My name is Doug and my wife and I bought a house in a flood zone AE although there has never been any flood on the area. House never had any water issue. However there is a small creek not far from the house across the street behind some of our neighbors house down on a slope. We knew about the insurance which is 2k per year but what's stressing us the most is the whole 50% rule on renovations. We had a CE done and it showed that our LAG is about 8'' below the BFE. We are literally freaking out as to what we should do. We have been searching online for people that have added fill on those low areas to raise the LAG to meet the BFE which is a very small area. Thing is we dont know whats involved in the process. We have been told that the town is a bit restrictive when it comes to flood zones. Any feedback from you knowledgeable folks would help us tremendously.



Thanks

Doug and Kelly


----------



## mark handler (May 13, 2018)

snbr2011 said:


> Hi Folks,
> 
> My name is Doug and my wife and I bought a house in a flood zone AE although there has never been any flood on the area. House never had any water issue. However there is a small creek not far from the house across the street behind some of our neighbors house down on a slope. We knew about the insurance which is 2k per year but what's stressing us the most is the whole 50% rule on renovations.
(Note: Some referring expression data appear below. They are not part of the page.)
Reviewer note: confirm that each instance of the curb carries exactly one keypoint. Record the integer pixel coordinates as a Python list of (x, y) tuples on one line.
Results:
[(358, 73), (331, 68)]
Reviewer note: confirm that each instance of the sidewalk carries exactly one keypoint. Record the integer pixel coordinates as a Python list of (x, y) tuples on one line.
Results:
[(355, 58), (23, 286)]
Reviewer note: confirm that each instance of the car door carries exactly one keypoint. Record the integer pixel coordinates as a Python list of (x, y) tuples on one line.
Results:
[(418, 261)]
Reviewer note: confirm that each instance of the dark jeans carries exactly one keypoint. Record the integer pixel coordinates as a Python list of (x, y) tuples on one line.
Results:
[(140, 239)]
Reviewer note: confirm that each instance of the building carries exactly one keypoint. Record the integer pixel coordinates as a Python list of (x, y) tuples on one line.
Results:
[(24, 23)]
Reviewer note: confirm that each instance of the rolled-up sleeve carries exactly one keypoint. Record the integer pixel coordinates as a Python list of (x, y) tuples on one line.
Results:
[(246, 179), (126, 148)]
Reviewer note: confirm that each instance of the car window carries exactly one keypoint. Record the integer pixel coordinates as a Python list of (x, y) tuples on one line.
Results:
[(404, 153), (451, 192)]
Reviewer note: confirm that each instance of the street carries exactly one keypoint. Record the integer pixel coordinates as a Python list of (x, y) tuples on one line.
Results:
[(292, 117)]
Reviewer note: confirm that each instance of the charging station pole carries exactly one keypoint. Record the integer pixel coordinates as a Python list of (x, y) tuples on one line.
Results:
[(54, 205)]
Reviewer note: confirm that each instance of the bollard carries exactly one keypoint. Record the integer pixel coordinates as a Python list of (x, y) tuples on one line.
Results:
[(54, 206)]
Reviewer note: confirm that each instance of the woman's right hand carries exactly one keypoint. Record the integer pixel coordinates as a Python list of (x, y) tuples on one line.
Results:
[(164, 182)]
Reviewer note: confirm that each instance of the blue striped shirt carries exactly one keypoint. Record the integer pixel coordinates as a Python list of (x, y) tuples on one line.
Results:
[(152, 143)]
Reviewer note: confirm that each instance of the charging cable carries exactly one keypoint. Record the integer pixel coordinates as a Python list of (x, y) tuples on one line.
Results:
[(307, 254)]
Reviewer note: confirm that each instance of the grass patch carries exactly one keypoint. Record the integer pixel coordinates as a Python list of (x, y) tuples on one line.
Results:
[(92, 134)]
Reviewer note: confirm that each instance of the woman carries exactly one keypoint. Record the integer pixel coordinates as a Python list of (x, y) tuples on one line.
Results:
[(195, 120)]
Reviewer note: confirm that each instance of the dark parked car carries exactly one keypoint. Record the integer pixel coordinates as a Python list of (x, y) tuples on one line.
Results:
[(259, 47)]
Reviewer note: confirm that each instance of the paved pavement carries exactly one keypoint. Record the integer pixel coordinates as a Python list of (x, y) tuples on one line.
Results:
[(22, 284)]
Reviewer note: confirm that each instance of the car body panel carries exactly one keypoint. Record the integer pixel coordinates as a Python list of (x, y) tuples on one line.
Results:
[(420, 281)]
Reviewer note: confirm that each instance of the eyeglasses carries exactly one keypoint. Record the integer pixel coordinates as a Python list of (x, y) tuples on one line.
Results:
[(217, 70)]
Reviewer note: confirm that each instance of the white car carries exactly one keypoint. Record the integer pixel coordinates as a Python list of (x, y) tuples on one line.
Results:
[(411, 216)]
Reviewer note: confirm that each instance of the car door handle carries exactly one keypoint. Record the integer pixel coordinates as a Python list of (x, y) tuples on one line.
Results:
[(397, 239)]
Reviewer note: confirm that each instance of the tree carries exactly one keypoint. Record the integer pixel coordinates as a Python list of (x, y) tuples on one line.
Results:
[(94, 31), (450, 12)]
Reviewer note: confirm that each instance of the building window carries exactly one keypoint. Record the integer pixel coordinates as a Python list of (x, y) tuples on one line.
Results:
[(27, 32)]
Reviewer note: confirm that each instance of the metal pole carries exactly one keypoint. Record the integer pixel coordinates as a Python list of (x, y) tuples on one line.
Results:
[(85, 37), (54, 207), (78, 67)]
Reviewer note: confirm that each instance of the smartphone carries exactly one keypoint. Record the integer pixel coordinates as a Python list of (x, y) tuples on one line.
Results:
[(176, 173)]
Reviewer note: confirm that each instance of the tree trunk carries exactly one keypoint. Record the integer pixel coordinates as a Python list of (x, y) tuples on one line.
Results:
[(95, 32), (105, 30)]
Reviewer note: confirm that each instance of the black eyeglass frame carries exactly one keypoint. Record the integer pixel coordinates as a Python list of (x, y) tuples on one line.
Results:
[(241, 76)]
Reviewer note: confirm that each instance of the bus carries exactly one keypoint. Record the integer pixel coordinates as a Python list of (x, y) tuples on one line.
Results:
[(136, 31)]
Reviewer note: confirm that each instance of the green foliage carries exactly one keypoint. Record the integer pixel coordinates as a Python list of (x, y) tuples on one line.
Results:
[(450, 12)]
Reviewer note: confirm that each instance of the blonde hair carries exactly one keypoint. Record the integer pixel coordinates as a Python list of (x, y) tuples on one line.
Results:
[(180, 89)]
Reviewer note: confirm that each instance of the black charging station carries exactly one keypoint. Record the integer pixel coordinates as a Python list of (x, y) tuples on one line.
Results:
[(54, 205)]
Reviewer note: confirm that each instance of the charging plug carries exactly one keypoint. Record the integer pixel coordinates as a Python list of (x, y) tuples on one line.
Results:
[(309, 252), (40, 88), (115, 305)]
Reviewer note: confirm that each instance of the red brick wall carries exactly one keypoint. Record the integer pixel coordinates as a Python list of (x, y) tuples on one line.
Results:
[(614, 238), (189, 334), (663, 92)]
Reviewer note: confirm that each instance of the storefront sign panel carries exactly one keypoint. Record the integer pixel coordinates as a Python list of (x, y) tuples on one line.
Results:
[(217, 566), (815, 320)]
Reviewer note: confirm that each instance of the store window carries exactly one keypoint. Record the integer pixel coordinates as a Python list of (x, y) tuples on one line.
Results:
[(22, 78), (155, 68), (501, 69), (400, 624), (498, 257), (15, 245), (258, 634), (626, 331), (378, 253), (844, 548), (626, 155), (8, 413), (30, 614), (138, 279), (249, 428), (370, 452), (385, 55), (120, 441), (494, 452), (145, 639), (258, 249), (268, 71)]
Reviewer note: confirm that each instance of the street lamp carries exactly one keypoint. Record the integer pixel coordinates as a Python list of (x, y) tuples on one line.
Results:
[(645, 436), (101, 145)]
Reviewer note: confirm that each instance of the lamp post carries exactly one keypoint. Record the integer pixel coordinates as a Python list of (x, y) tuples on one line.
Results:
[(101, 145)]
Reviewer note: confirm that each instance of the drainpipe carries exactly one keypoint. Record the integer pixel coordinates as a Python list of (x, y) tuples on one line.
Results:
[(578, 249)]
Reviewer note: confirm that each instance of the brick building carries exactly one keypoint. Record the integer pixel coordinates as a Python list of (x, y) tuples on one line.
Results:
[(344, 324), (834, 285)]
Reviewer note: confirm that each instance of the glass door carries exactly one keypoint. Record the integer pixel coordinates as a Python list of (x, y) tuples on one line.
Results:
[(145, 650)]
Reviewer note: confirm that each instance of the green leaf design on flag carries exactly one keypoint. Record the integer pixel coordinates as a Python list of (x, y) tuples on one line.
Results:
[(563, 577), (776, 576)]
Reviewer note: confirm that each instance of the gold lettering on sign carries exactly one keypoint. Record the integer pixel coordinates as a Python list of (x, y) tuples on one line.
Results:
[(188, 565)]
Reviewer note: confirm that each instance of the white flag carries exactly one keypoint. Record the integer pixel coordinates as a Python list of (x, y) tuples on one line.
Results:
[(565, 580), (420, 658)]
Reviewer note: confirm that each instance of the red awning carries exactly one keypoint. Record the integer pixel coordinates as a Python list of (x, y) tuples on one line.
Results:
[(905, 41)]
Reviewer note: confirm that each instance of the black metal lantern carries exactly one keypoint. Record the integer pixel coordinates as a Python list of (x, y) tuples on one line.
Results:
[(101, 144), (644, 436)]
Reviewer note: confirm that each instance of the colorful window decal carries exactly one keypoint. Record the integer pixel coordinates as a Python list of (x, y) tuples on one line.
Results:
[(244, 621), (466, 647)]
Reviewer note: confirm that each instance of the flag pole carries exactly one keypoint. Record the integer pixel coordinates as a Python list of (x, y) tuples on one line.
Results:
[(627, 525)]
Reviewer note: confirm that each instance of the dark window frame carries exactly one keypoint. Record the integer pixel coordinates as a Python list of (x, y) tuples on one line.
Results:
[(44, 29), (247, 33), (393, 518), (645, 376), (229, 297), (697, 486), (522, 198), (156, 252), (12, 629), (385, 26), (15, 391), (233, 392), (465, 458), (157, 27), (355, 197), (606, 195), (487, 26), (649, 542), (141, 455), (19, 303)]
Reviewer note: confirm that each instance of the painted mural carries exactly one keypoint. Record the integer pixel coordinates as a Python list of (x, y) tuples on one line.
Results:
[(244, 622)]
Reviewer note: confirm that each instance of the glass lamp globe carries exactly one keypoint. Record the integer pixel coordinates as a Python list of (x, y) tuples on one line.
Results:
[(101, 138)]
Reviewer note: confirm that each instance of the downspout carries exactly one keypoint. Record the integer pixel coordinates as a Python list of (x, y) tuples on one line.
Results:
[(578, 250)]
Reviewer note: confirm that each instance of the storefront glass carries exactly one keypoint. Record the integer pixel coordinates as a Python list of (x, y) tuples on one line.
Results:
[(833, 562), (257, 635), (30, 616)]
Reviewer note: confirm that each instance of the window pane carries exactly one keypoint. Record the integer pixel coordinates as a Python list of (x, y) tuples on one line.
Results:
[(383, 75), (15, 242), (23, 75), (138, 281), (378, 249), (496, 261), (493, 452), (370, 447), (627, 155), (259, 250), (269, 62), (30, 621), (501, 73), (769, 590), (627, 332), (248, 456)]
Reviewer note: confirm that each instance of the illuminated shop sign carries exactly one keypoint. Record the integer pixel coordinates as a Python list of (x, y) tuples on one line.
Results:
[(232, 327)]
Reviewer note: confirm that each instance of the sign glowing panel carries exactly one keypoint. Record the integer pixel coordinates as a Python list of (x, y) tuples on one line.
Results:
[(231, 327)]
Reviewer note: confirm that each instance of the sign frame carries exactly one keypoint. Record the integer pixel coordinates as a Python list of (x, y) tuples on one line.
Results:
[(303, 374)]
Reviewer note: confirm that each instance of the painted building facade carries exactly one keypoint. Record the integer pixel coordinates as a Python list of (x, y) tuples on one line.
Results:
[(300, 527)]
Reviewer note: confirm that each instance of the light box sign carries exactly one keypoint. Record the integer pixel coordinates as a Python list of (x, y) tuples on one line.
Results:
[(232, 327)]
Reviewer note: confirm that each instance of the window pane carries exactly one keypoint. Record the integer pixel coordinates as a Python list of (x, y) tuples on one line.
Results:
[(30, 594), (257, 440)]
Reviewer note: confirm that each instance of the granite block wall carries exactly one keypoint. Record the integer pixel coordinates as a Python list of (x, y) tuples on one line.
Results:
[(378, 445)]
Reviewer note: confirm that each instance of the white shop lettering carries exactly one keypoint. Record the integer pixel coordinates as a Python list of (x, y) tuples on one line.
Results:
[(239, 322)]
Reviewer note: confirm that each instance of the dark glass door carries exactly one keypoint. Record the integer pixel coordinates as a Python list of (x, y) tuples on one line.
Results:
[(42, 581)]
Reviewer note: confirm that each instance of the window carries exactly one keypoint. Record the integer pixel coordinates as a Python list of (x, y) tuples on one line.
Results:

We had a CE done and it showed that our LAG is about 8'' below the BFE. We are literally freaking out as to what we should do. We have been searching online for people that have added fill on those low areas to raise the LAG to meet the BFE which is a very small area. Thing is we dont know whats involved in the process. We have been told that the town is a bit restrictive when it comes to flood zones. Any feedback from you knowledgeable folks would help us tremendously.
> Thanks
> ...


​http://www.thebuildingcodeforum.com...-of-the-house-to-raise-lag.23088/#post-181622


----------



## my250r11 (May 14, 2018)

It is best to talk to your local floodplain manager. They will be more helpful because they have more information on the area.


----------